After a successful upgrade of the domain controllers and upgrading the domain and forest functional levels, I STILL couldn’t see the damn BitLocker policies! Was I going crazy?
No. I just didn’t understand Group Policies as well as I thought I did.
Turns out that group policies (at a high level) are just a bunch of .admx files in an XML structured format and if you don’t update them then you can’t take advantage of the latest and greatest GPO settings.
In a typical scenario the ADMX files give you the capabilities to modify policies for Windows Server and Client operating systems however there are also custom ADMX files you can obtain which allow you (the administrator) to modify policies and settings for custom applications. For example, there are Microsoft Office and Google Chrome ADMX files which allow you to push out policies specific to those applications. Take a look if you haven’t already – it’s pretty cool stuff.

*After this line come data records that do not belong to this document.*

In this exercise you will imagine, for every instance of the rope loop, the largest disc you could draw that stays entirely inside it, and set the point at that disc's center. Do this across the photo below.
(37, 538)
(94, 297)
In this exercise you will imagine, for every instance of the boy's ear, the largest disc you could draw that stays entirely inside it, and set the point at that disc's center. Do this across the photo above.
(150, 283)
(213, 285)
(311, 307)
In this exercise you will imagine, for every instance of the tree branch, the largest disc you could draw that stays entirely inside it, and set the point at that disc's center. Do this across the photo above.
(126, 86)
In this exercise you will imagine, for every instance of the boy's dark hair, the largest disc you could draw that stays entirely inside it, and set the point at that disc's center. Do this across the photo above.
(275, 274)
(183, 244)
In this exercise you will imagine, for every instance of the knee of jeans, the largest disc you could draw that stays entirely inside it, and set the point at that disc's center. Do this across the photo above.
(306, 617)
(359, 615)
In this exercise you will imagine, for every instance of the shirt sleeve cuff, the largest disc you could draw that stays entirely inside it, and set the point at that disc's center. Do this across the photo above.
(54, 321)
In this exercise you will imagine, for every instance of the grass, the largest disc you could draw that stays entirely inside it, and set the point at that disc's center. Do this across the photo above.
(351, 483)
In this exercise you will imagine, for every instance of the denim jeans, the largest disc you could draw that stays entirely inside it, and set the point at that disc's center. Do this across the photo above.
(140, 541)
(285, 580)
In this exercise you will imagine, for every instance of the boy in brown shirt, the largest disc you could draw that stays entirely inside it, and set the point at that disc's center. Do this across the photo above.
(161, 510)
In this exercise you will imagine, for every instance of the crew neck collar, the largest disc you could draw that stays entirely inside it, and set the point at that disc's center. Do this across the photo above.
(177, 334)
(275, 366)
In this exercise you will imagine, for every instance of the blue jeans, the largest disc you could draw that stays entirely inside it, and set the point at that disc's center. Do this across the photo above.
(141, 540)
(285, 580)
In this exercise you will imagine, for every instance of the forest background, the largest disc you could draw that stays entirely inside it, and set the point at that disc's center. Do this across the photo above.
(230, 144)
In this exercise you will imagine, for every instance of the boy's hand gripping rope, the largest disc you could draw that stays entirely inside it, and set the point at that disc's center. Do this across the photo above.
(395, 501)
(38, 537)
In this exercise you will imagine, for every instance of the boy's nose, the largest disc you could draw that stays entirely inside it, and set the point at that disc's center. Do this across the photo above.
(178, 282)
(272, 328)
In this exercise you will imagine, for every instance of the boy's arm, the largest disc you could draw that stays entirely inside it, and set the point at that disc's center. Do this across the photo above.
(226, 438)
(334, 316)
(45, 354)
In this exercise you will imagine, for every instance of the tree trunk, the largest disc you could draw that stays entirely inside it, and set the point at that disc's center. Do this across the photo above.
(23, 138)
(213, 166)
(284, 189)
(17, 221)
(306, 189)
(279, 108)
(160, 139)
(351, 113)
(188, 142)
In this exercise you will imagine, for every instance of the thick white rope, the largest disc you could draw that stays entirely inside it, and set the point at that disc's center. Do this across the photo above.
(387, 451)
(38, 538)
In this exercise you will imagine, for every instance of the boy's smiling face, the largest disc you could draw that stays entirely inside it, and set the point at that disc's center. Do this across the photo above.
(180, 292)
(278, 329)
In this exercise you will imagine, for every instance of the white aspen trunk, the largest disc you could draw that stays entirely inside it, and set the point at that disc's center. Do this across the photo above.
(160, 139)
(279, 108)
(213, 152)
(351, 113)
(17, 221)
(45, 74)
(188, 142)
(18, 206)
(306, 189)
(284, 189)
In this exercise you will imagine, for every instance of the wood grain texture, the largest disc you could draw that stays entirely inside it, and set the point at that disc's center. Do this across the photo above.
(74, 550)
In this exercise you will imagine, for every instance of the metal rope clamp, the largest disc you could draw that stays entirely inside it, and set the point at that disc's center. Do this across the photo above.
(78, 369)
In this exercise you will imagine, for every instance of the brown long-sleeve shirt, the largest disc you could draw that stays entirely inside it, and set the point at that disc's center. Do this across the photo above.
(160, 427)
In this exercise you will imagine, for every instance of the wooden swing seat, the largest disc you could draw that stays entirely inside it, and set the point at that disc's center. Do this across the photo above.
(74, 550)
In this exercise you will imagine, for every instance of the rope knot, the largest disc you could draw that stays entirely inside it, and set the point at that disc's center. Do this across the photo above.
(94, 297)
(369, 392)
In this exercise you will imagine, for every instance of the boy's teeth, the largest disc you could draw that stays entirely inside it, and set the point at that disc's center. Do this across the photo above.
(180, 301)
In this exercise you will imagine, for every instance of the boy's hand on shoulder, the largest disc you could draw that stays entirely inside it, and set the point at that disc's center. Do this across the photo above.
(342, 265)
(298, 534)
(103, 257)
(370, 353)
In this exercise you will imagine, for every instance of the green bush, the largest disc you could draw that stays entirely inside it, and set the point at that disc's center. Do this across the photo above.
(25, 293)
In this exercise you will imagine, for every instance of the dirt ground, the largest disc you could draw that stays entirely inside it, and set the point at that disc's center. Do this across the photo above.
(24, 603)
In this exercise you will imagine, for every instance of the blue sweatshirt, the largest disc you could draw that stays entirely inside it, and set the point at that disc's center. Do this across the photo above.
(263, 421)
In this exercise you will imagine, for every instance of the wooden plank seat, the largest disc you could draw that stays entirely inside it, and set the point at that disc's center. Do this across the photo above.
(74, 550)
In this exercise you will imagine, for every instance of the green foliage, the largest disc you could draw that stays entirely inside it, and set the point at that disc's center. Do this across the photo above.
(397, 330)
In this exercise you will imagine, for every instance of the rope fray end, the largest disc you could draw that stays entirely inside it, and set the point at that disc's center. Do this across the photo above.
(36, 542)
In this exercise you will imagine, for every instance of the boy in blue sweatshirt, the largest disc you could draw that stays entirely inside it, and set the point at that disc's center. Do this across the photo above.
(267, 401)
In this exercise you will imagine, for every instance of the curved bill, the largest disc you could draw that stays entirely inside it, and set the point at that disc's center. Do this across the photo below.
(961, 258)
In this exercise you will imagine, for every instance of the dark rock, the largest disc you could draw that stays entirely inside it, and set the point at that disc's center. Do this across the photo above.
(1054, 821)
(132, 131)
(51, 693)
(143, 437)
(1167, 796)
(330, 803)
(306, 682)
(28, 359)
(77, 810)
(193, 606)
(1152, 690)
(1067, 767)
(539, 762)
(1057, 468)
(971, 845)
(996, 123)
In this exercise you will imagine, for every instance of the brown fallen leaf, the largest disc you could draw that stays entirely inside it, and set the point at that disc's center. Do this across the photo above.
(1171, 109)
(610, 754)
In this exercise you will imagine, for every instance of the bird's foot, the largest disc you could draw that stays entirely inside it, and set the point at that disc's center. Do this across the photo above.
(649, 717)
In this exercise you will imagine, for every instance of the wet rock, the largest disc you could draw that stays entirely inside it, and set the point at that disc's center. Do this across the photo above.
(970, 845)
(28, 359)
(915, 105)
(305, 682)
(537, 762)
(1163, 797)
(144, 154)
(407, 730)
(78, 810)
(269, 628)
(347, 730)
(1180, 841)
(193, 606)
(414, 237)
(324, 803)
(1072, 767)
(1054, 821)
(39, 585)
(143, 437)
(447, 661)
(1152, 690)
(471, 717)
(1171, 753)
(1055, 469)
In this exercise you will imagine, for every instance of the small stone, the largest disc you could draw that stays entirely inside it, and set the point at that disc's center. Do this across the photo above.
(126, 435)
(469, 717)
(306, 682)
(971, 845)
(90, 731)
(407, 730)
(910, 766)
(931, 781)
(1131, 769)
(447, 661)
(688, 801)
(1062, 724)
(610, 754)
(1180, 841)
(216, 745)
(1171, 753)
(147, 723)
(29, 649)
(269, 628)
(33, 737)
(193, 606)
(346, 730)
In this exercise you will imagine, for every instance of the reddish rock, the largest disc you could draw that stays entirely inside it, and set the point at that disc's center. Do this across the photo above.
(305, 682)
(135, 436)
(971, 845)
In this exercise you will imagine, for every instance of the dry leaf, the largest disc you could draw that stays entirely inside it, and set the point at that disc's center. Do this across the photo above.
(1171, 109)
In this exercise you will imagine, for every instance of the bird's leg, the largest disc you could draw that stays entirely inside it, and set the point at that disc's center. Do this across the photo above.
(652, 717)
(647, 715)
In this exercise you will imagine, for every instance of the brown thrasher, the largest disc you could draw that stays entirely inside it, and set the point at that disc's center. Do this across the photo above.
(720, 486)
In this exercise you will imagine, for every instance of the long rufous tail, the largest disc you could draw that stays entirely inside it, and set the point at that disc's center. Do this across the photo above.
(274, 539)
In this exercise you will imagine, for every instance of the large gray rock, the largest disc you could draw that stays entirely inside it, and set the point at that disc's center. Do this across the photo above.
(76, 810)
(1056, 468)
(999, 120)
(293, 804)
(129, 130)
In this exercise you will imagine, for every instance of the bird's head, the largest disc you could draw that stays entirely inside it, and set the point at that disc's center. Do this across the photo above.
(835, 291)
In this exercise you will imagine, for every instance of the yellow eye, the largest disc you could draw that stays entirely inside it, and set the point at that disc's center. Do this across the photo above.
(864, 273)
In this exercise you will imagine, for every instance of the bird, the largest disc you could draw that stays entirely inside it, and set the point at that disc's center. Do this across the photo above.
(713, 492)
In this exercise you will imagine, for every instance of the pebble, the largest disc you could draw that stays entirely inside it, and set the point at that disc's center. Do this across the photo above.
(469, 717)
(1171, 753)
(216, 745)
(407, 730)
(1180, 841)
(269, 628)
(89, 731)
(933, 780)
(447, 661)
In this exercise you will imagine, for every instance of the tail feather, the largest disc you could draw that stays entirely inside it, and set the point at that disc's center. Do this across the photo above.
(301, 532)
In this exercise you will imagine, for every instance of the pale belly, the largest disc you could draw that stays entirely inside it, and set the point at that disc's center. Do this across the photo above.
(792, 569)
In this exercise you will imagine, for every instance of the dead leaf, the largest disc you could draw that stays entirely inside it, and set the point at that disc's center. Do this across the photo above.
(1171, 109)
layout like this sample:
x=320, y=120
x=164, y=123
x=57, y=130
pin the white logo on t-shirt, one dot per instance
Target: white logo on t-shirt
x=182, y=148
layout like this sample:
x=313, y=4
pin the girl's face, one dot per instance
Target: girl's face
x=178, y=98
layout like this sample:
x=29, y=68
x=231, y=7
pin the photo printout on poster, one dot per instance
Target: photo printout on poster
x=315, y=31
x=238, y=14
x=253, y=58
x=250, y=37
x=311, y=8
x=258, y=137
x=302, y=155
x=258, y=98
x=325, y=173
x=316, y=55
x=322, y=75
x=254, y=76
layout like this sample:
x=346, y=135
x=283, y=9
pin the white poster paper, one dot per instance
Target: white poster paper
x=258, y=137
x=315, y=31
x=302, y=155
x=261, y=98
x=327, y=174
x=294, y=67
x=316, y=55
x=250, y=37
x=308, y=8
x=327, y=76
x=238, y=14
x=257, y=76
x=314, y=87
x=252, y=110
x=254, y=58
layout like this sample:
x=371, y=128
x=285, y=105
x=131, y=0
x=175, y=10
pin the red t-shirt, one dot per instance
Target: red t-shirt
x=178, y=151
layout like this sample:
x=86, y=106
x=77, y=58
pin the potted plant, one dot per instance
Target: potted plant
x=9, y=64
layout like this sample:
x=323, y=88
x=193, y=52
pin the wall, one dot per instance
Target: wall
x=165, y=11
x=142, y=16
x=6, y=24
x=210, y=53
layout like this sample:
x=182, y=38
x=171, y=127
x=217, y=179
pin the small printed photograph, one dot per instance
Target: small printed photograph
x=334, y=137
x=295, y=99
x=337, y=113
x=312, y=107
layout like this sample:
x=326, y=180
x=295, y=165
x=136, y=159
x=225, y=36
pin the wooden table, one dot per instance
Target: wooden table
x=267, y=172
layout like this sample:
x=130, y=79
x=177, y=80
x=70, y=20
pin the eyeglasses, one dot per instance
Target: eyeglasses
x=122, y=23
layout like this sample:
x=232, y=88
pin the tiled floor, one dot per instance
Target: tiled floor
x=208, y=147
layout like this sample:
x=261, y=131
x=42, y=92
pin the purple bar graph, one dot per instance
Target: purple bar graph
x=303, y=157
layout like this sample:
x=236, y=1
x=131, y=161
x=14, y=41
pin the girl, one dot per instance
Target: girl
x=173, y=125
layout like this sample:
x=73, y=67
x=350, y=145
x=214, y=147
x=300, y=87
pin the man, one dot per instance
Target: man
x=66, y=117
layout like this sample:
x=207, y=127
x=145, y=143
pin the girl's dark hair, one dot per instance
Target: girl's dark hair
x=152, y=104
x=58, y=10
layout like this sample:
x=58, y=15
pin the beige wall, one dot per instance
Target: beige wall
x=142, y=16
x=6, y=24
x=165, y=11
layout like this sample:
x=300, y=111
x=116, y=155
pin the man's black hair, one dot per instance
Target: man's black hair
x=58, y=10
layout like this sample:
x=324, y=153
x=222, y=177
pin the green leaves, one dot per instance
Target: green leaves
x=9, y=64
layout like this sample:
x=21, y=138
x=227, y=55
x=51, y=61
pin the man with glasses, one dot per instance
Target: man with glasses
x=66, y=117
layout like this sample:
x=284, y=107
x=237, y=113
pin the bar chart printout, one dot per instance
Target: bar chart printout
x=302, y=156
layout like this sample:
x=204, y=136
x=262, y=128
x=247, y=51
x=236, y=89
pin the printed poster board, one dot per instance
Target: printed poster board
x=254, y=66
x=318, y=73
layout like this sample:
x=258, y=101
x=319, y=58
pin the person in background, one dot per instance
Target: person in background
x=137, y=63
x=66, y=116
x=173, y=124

You can either place these locally on the domain controller or in the central store. It is recommended and best practice to keep the ADMX files in the central store so that all domain controllers have access to the same files (otherwise you’ll get issues trying to open a custom/newer group policy on a DC that can’t see the new ADMX files) and so that an administrator can edit the same GPO settings on any domain controller… plus it just makes sense to have a central store for these files.
The location of the central store is \\FQDN\SYSVOL\FQDN\policies
You can download the latest ADMX files by searching the Microsoft download centre however there is a good resource online which helpfully groups the downloads together.
Simply download the latest ADMX files for Windows 8.1, Server 2012 R2 and any other applications you wish (like Microsoft Office), take a backup of the existing ADMX files in the central store and overwrite the existing ADMX files with the new ones you downloaded.
That’s it! You’ll now get to
play with deploy the latest group policy settings in your organisation!